HCTZ vs Chlorthalidone -- A Win for Practicing Doctors and Science

John M. Mandrola, MD


November 05, 2022

U.S. experts favor chlorthalidone over hydrochlorothiazide (HCTZ) in the first-line treatment of hypertension. Yet practicing doctors are approximately 20-fold more likely to choose HCTZ over chlorthalidone. 

During the opening late-breaking clinical trials session here at the American Heart Association (AHA) Scientific Sessions 2022 in Chicago, we learned that practicing doctors had it right.

The Diuretic Comparison Project

The Diuretic Comparison Project (DCP) set out to compare cardiovascular outcomes with the two agents in patients treated with hypertension.

One rationale for comparing these drugs in a head-to-head fashion is the tension between what experts recommend for hypertension and what doctors actually prescribe. A more important one is that even a small difference in outcomes in a condition as common as hypertension would be a big finding.

The U.S. experts cite three main reasons for favoring chlorthalidone: it was the drug used in the seminal outcomes trials of hypertension; some (but not all) observational studies and meta-analyses favor chlorthalidone over HCTZ, and chlorthalidone has a longer half-life and may have favorable pleiotropic effects. (The European Society of Cardiology guidelines don't make a distinction between the two agents.)

Randomizing in the EHR

DCP is not your normal randomized controlled trial (RCT). Primary investigator Areef Ishani, MD, and colleagues in the Veterans Administration (VA) system used a centralized process that was embedded within standard care.

They first used the electronic health record (EHR) to find eligible patients: those taking HCTZ who had a systolic blood pressure greater than 120 mm Hg. They then called both patients and their clinicians to obtain consent. One group continued to receive HCTZ and the other was switched to chlorthalidone.

The primary outcome was the first occurrence of a major cardiovascular outcome (stroke, myocardial infarction [MI], noncancer death, hospitalization for heart failure, or urgent coronary revascularization). Consistent with a VA population, enrolled patients were mostly male and had a mean age of 72 years. 

The results were clear: after 5 years of follow-up, there was no difference in the primary major adverse cardiovascular event  outcome (hazard ratio, 1.04; 95% CI, 0.94 – 1.16). No component of the primary endpoint differed significantly. Hypokalemia occurred in 6% of the chlorthalidone group vs 4.4% of the HCTZ group—a difference that met statistical significance. Potassium levels below 3.1 mEq/L were significantly more common in the chlorthalidone group.

The results held up in most of the prespecified subgroups except one. In the more than 12,000 patients without a history of MI or stroke, there was a 12% increase in the primary endpoint with chlorthalidone, but in the 1700 patients with a history of MI or stroke, patients assigned to chlorthalidone had a 27% reduction in the primary endpoint. This interaction met the threshold of statistical significance.  

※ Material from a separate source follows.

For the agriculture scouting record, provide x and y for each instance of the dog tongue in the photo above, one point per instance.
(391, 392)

The results confirm the current practice of favoring HCTZ. No difference in hard outcomes plus the higher rate of hypokalemia in the chlorthalidone arm means that HCTZ is the preferred agent.

If you are tempted to make much of the MI/stroke history interaction, first read the ISIS-2 trial and its subgroup finding based on astrological sign. Subgroup findings in trials with null primary endpoints should be considered noise, not signal, until proven otherwise.

A naysayer might argue that because DCP won't change their practice (I already use HCTZ ), that it's no big deal.

Even a cursory survey of the history of medicine would render this as wrong thinking. It is absolutely critical to confirm our beliefs about standard care in proper trials.

In their rationale paper, the investigators wrote that more than 50 million prescriptions were filled for HCTZ in 2016. If DCP had shown a benefit to chlorthalidone, it would have been a massive reversal of practice. Practicing doctors got this one right, but chalking it up to wisdom would be ahistorical.

The other reason to laud the DCP trial is how it was accomplished. In fact, the methods may be its biggest contribution to medical science.

This was a pragmatic trial of patients who were going to take one of the thiazide-like diuretics for hypertension. The investigators changed the decision by simply embedding randomization into regular clinical practice.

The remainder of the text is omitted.